Thalassemia patients demand free medicines, reservation in jobs
Thalassemia is a genetic blood disorder due to which patients have to undergo blood transfusion every two-three weeks.india Updated: Sep 16, 2017 20:06 IST
Members of the Thalassemia Patients Advocacy Group on Saturday demanded free medicines for Thalassemia patients and reservation for them in government jobs.
Thalassemia is a genetic blood disorder due to which patients have to undergo blood transfusion every two-three weeks.
The Thalassemia Patients Advocacy Group, working under Thalassemics India, which is a 30-year-old organisation, was launched in New Delhi on Saturday, followed by a half-day long seminar.
The group is headed by seven Thalassemia patients working in different fields.
Delhi deputy chief minister Manish Sisodia, NITI Aayog principal advisor B N Satpathy among others took part in the function.
Sisodia promised that information on Thalassemia would be publicised in all Delhi schools and also assured to organise prevention programmes and meetings.
Anubha Taneja, 26, a Thalassemic patient and one of the seven core members of the group, said that their aim was to engage with the government and to have a say in policy making for the patients.
Taneja said that their demands to the government were free medicines for patients, safe NAAT-tested blood, reservation in government jobs and zero Thalassemic births.

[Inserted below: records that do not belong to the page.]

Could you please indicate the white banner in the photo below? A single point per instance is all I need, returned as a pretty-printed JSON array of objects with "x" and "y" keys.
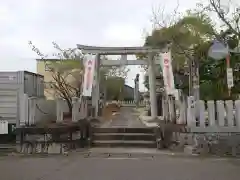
[
  {"x": 89, "y": 75},
  {"x": 167, "y": 72}
]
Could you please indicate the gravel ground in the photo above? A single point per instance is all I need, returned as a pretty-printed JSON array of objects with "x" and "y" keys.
[{"x": 76, "y": 166}]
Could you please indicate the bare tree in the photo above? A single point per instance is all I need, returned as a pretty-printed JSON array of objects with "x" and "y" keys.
[{"x": 67, "y": 73}]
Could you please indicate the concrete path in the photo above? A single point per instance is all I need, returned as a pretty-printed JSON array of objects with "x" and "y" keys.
[
  {"x": 127, "y": 117},
  {"x": 76, "y": 166}
]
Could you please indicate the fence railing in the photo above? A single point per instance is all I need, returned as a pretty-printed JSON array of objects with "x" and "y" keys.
[{"x": 213, "y": 116}]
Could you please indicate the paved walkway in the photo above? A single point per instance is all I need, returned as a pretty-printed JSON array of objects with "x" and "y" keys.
[
  {"x": 75, "y": 167},
  {"x": 127, "y": 117}
]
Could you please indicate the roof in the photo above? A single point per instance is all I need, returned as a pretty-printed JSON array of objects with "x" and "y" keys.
[{"x": 50, "y": 59}]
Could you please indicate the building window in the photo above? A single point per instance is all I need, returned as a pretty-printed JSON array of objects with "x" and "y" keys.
[{"x": 48, "y": 66}]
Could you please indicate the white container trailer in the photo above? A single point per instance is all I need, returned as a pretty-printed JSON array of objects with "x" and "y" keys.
[{"x": 14, "y": 85}]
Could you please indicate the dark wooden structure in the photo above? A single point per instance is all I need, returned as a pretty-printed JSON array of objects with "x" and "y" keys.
[{"x": 55, "y": 137}]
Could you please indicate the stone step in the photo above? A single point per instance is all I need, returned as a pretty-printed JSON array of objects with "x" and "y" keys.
[
  {"x": 122, "y": 143},
  {"x": 124, "y": 136},
  {"x": 123, "y": 130}
]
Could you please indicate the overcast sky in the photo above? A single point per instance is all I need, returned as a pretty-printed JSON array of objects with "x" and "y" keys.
[{"x": 69, "y": 22}]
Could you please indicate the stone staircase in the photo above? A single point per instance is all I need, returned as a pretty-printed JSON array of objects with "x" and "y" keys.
[{"x": 124, "y": 137}]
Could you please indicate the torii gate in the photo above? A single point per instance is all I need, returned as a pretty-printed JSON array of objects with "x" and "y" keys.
[{"x": 124, "y": 51}]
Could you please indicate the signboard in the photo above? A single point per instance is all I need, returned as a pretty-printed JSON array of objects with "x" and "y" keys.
[
  {"x": 167, "y": 72},
  {"x": 88, "y": 75},
  {"x": 230, "y": 77},
  {"x": 3, "y": 127}
]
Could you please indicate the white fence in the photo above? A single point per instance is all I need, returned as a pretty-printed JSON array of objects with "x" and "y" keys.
[{"x": 211, "y": 116}]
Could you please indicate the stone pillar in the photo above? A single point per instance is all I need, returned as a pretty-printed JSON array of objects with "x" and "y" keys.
[
  {"x": 75, "y": 109},
  {"x": 96, "y": 89},
  {"x": 136, "y": 90},
  {"x": 152, "y": 86}
]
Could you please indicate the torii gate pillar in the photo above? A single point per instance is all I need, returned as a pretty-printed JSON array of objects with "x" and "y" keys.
[
  {"x": 152, "y": 86},
  {"x": 98, "y": 51}
]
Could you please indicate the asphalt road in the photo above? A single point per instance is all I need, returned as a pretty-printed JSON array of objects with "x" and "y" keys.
[
  {"x": 127, "y": 117},
  {"x": 75, "y": 167}
]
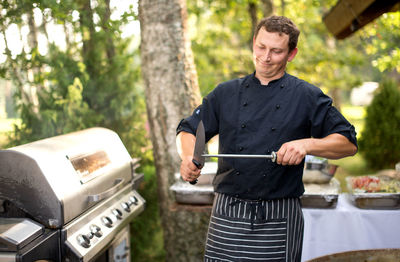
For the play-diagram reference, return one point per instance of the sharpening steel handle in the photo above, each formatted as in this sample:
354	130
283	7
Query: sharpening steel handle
198	165
272	156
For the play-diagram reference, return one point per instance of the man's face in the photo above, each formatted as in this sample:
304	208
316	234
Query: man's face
270	54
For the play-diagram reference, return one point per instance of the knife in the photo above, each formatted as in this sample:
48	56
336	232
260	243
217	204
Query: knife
199	147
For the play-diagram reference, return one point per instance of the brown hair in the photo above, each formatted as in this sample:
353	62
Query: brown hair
280	24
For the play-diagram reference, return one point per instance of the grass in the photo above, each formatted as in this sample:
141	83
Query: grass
6	126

“There’s nobody better than us to engage with government as we are Thalassemic patients and we don’t have any vested interests,” Taneja told IANS.
Members of the group said that the recent inclusion of Thalassemia in the list of disabilities by which they have got reservation in education was a big step forward, but there is a long way to go.
Rakesh Maini, a lawyer, whose two children suffer from Thalassemia, broke down as he said that medicines cost around Rs 50,000 to 60,000 a month for both his children.
“Where will people like us go for such costly medicines? Government should at least make medicines free,” Maini told IANS.
Shobha Tuli, Secretary, Thalassemics India, said that blood should be made available without demanding any replacement blood from patients and government should take up awareness drives.
“There has been no proper study done on the extent of Thalassemia in India. Without that how can we do anything to prevent the disease?” she asked.